# disentanglement_lib

**disentanglement_lib** is an open-source library for research on learning disentangled representation.
It supports a variety of different models, metrics and data sets:
* *Models*: BetaVAE, FactorVAE, BetaTCVAE, DIP-VAE
* *Metrics*: BetaVAE score, FactorVAE score, Mutual Information Gap, SAP score, DCI, MCE, IRS
* *Data sets*: dSprites, Color/Noisy/Scream-dSprites, SmallNORB, Cars3D, and Shapes3D
* It also includes 10'800 pretrained disentanglement models (see below for details).
disentanglement_lib was created by Olivier Bachem and Francesco Locatello at Google Brain Zurich for the large-scale empirical study
> [**Challenging Common Assumptions in the Unsupervised Learning of Disentangled Representations.**](https://arxiv.org/abs/1811.12359)

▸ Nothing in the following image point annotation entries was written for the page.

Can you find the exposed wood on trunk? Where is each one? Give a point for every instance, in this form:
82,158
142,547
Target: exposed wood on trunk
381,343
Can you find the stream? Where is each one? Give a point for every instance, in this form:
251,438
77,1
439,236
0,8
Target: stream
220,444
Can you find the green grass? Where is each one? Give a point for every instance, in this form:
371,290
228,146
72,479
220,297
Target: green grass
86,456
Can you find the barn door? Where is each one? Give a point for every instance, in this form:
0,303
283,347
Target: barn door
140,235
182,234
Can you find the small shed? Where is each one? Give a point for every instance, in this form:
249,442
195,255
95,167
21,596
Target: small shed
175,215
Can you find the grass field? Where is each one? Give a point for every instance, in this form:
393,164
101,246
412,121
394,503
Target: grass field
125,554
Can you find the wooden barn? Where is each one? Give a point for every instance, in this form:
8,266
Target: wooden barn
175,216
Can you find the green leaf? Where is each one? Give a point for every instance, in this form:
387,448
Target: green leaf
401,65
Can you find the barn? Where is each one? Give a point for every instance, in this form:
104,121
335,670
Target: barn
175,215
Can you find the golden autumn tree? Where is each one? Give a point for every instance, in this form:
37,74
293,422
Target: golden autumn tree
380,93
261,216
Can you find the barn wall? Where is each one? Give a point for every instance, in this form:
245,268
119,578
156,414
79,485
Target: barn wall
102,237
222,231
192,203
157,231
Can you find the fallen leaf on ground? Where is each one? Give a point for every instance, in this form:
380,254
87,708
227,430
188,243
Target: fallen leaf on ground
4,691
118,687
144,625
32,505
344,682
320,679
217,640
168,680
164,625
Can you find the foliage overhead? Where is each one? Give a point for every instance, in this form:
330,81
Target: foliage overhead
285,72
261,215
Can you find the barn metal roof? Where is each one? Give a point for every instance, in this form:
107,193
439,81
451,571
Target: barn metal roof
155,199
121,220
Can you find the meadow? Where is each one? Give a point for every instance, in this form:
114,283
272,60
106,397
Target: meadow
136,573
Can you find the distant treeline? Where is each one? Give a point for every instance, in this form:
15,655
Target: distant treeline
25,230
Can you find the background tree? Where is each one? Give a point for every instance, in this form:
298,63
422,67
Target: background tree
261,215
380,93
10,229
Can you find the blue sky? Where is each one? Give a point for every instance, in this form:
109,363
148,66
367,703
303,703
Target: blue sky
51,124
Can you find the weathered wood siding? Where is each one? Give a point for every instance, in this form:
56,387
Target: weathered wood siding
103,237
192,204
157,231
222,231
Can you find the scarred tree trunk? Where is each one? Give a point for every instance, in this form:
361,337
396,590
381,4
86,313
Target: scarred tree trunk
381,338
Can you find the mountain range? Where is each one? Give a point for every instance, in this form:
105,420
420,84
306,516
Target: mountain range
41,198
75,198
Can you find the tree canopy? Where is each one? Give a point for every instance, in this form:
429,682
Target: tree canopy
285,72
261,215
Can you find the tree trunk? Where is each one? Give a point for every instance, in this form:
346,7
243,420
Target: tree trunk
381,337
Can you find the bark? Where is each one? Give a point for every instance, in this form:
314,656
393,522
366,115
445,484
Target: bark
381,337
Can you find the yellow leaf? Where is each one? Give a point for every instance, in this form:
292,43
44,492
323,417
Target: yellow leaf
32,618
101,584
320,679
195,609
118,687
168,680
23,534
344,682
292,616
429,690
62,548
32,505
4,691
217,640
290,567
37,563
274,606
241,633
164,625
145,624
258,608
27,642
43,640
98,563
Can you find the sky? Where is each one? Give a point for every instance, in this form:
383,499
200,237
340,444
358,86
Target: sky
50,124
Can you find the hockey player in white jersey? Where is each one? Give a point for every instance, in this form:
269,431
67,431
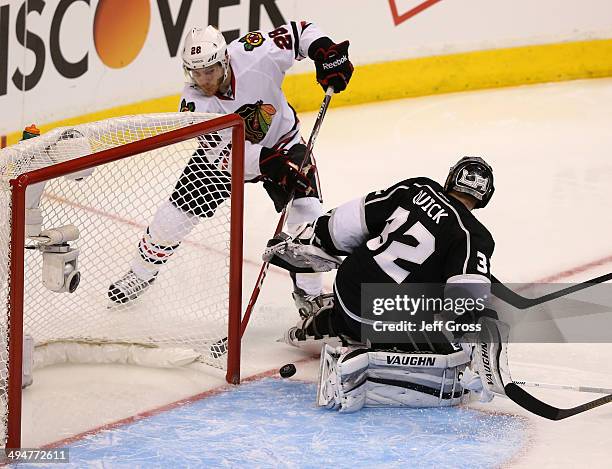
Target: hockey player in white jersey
418,232
244,77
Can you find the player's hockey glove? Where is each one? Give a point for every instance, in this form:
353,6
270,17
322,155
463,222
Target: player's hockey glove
280,170
332,63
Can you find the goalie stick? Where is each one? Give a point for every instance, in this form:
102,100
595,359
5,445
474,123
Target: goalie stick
537,407
220,347
563,387
504,293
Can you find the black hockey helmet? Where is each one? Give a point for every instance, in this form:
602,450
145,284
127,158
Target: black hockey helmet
473,176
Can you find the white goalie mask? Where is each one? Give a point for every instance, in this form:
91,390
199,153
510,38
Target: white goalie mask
203,48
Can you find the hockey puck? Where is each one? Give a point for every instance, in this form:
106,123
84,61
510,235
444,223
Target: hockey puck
287,370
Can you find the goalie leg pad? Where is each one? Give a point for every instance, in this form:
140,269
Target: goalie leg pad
342,376
491,355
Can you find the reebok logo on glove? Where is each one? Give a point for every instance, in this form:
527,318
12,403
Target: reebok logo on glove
335,63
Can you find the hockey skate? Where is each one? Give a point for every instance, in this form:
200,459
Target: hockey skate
309,305
128,288
297,255
328,389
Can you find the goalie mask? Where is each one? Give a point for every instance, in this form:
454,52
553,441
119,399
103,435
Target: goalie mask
473,176
204,48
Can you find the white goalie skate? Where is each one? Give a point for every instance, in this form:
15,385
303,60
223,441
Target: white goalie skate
128,288
295,256
328,389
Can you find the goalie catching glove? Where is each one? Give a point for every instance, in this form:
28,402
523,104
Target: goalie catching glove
332,63
280,170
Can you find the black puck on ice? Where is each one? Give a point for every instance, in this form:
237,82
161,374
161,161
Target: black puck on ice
287,370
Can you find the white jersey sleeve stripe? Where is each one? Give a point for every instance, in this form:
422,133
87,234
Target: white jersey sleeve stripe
347,226
380,199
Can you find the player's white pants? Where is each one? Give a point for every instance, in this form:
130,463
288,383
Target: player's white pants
353,378
170,226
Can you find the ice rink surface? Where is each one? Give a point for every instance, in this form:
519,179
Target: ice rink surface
550,147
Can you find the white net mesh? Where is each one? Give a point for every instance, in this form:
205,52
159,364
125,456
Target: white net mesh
186,307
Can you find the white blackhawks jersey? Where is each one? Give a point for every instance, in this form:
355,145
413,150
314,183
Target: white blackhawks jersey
259,61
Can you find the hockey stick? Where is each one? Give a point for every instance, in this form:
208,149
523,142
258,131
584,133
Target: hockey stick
279,227
563,387
537,407
220,347
504,293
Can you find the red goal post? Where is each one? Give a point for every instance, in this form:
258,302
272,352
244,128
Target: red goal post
149,145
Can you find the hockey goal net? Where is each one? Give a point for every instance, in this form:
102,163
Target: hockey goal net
192,310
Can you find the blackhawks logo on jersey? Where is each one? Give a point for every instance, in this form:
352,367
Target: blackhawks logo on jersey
252,40
187,106
257,120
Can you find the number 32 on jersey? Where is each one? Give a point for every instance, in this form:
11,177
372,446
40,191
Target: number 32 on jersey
416,254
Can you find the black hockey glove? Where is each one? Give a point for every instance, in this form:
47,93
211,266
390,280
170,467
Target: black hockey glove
332,63
281,175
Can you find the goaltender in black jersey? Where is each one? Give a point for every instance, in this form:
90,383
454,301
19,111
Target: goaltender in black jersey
416,231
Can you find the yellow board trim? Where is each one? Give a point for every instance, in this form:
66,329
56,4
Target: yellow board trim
419,77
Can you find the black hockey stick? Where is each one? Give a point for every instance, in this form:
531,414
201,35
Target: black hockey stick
536,406
504,293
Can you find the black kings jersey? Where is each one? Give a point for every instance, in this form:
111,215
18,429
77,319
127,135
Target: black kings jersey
410,232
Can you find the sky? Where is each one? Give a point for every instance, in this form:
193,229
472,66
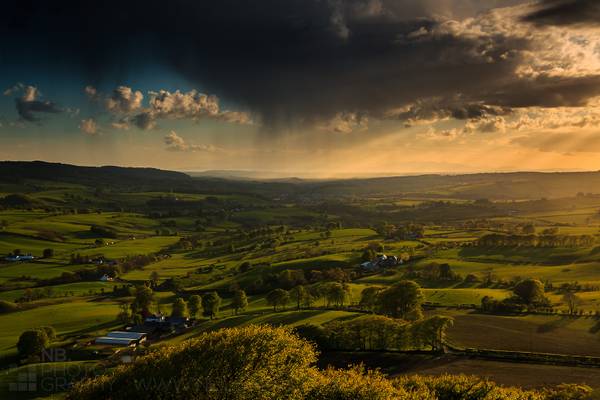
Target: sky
314,88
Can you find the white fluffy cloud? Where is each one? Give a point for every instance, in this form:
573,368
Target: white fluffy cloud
89,126
128,105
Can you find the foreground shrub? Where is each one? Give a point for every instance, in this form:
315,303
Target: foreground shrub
358,384
7,307
260,363
255,362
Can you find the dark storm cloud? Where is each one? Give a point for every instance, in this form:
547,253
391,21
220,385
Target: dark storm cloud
300,60
565,12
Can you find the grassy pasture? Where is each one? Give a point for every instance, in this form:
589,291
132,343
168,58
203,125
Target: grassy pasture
534,376
35,246
38,270
75,315
537,333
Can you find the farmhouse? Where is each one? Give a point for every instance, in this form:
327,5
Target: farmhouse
110,341
381,261
122,338
26,257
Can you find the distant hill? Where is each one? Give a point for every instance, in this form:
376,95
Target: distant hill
493,186
498,186
17,171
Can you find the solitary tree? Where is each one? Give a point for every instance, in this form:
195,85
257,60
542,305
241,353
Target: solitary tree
402,300
528,229
278,297
368,298
530,291
298,294
32,342
194,305
335,293
179,308
572,301
50,332
211,302
124,316
143,299
239,301
154,278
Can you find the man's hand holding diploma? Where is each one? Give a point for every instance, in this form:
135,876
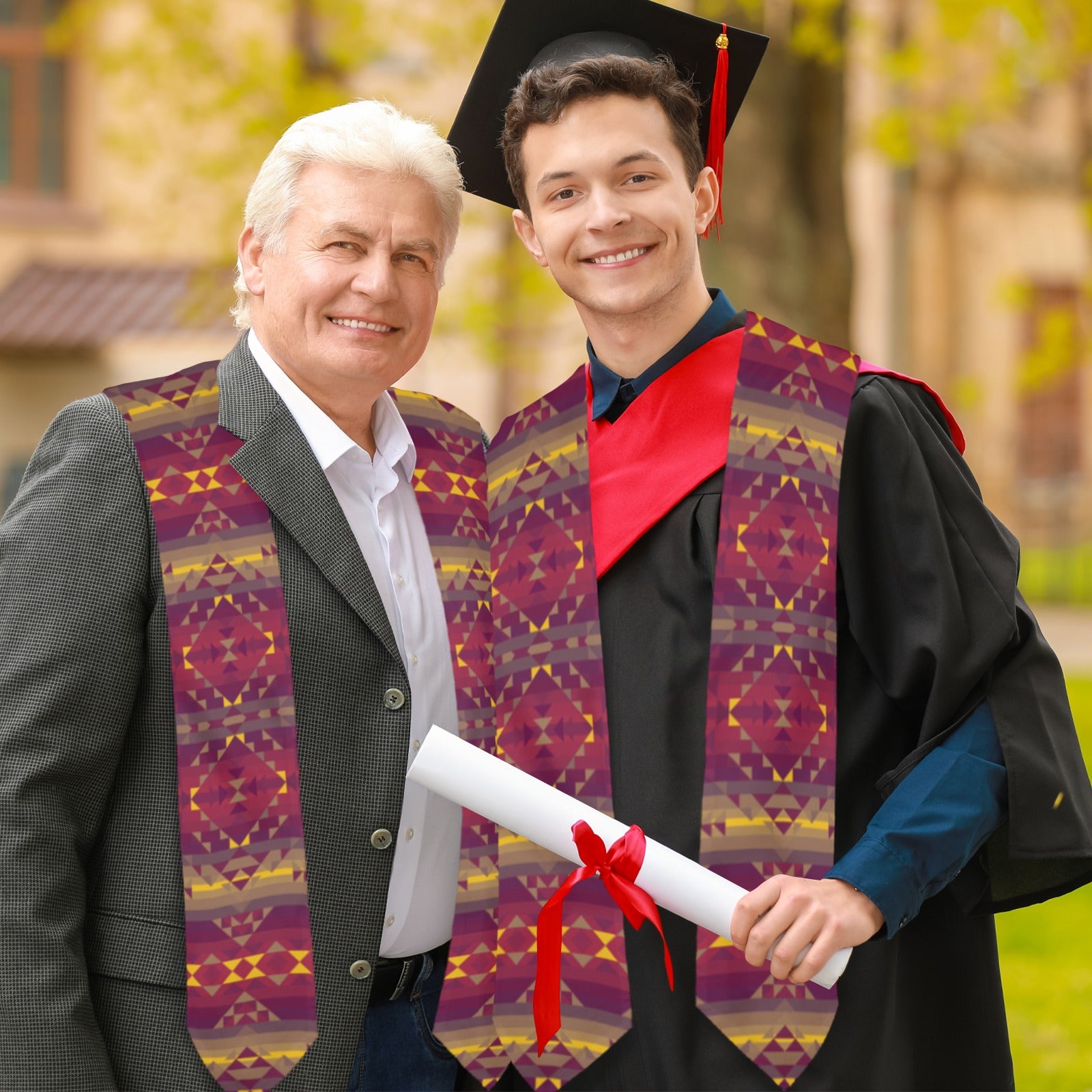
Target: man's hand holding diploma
827,915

> *Francesco Locatello, Stefan Bauer, Mario Lucic, Gunnar Rtsch, Sylvain Gelly, Bernhard Schlkopf, Olivier Bachem*. arXiv preprint, 2018.
The code is tested with Python 3 and is meant to be run on Linux systems (such as a [Google Cloud Deep Learning VM](https://cloud.google.com/deep-learning-vm/docs/)).
It uses TensorFlow, Scipy, Numpy, Scikit-Learn, TFHub and Gin.
## How does it work?
disentanglement_lib consists of several different steps:
* **Model training**: Trains a TensorFlow model and saves trained model in a TFHub module.
* **Postprocessing**: Takes a trained model, extracts a representation (e.g. by using the mean of the Gaussian encoder) and saves the representation function in a TFHub module.
* **Evaluation**: Takes a representation function and computes a disentanglement metric.
* **Visualization**: Takes a trained model and visualizes it.
All configuration details and experimental results of the different steps are saved and propagated along the steps (see below for a description).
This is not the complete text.